クワ製の硯箱。蓋と身の縁に錫(すず)製の金具(置口(おきぐち))を嵌めた被蓋造(かぶせぶたづくり)である。蓋には緩やかな隆起があり、四角も丸みを持たせている。蓋表は金象嵌で色紙型を斜めに表し、中に本阿弥光悦(ほんあみこうえつ)の手になる前大僧正覚忠(かくちゅう)の和歌「神無月木々の/このははちりはてて/庭にそかせの/をとはきこ/ゆる」を銀の象嵌で表している。木内半古(一八五五〜一九三三)は喜八(きはち)の妹の子で喜八の養子となり、喜八より木工の手ほどきを受ける。明治二十五年(一八九二)より同三十七年(一九〇四)まで正倉院御物整理掛に出仕し、木工品の修理や復原に従事した。
(内藤栄)
奈良博三昧―至高の仏教美術コレクション―. 奈良国立博物館. 2021.7, p.279, no.230.

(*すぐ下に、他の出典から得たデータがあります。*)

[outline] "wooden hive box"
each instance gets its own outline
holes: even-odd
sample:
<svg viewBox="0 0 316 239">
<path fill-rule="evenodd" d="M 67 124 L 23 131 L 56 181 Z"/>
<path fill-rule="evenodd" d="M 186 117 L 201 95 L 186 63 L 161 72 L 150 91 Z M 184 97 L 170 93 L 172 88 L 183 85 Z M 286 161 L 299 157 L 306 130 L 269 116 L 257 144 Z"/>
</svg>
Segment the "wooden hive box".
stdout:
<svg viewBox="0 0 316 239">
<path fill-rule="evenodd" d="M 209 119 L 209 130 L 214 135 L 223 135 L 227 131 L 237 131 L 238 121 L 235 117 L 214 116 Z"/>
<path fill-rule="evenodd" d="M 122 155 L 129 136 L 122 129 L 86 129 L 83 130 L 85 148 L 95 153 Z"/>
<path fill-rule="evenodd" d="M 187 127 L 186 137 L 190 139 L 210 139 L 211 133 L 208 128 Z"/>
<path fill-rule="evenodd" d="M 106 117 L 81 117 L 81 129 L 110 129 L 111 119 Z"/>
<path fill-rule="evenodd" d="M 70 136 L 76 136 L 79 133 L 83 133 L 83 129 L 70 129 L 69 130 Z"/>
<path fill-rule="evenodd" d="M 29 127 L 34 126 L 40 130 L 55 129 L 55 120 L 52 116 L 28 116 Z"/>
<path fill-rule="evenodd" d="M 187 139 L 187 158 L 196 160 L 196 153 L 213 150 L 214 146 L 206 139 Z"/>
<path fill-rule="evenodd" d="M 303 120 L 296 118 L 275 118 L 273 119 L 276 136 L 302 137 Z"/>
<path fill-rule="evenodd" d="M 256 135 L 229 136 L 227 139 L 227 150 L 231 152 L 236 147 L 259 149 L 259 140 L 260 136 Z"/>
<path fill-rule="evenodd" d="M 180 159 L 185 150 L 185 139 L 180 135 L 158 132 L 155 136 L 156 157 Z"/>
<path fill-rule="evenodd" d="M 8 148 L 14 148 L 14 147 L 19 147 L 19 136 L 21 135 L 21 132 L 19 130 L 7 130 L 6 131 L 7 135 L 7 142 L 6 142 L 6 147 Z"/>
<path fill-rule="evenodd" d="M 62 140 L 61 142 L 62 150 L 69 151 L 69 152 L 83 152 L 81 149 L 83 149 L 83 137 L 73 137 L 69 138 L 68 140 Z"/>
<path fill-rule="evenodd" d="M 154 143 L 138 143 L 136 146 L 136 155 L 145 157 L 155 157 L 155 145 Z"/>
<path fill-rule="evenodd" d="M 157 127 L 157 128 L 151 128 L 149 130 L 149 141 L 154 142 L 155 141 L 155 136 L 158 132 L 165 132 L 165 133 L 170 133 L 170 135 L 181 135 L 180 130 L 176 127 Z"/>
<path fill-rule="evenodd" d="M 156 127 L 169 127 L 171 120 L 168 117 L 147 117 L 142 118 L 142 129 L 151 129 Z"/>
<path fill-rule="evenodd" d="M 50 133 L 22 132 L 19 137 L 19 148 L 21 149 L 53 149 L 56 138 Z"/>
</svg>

蓋表に和歌が書かれた色紙の意匠を表した、クワ材製の硯箱(すずりばこ)。全体の形は側面の角を丸く作った長方形で、蓋と身の双方に錫製(すずせい)の置口(おきぐち)を嵌(は)めた被蓋造(かぶせぶたづくり)としている。蓋表は緩やかな隆起があり、四辺には塵居(ちりい)(側面との境目にある僅かな平面)を表している。蓋は天板と四枚の側面材から作られ、側面の角で櫛の歯状に材を組み合わせている。身も同様の構造である。蓋表から側面にかけて斜めに色紙形を金線の象嵌(ぞうがん)で表し、中に本阿弥光悦(ほんあみこうえつ)(一五五八~一六三七)の書になる前大僧正覚忠(かくちゅう)(一一一八~一一七七)の和歌「神無月木々の/このははちりはてて/庭にそかせの/をとはきこ/ゆる」(『新古今和歌集』巻六冬歌)を、四分一銀(しぶんいちぎん)の象嵌で表している。蓋裏は銀杏(いちょう)の葉三枚を、ツゲ、部分的に鍍金(ときん)した鉛、金蒔絵(きんまきえ)を施した鉛を象嵌して表す。なお、蓋と身の木部は全面に摺漆(すりうるし)が施されている。身の内部は、硯、水滴(すいてき)、筆二本を納める浅い窪みを彫り込んだ木製、黒漆塗(くろうるしぬり)の板を落とし込んでいる。水滴の窪みのみ銀製の座を嵌めている。板の表には金泥(きんでい)で銀杏の葉二枚を描いている。硯は台形で、比較的小ぶりである。水滴は銀製で少し欠けた月をかたどっている。墨は奈良・古梅園(こばいえん)製で小判(こばん)形を呈している。板の裏面に「半古作」の金泥銘があるほか、附属の桐箱の底板表面に「神無月/硯箱」、裏面に「大正四年作/木内半古(花押)」の墨書がある。和歌に合わせ、散りゆく銀杏の葉を蓋の裏や身の内部に表している。クワの木目を活かしている点も和歌の持つ寒々とした景色にふさわしい。側面材の組み方は櫛の歯を思わせる細かさであり、半古の超絶した木工技術を見ることができる。
(内藤栄)
名匠三代―木内喜八・半古省古の木工芸―,2015,40p.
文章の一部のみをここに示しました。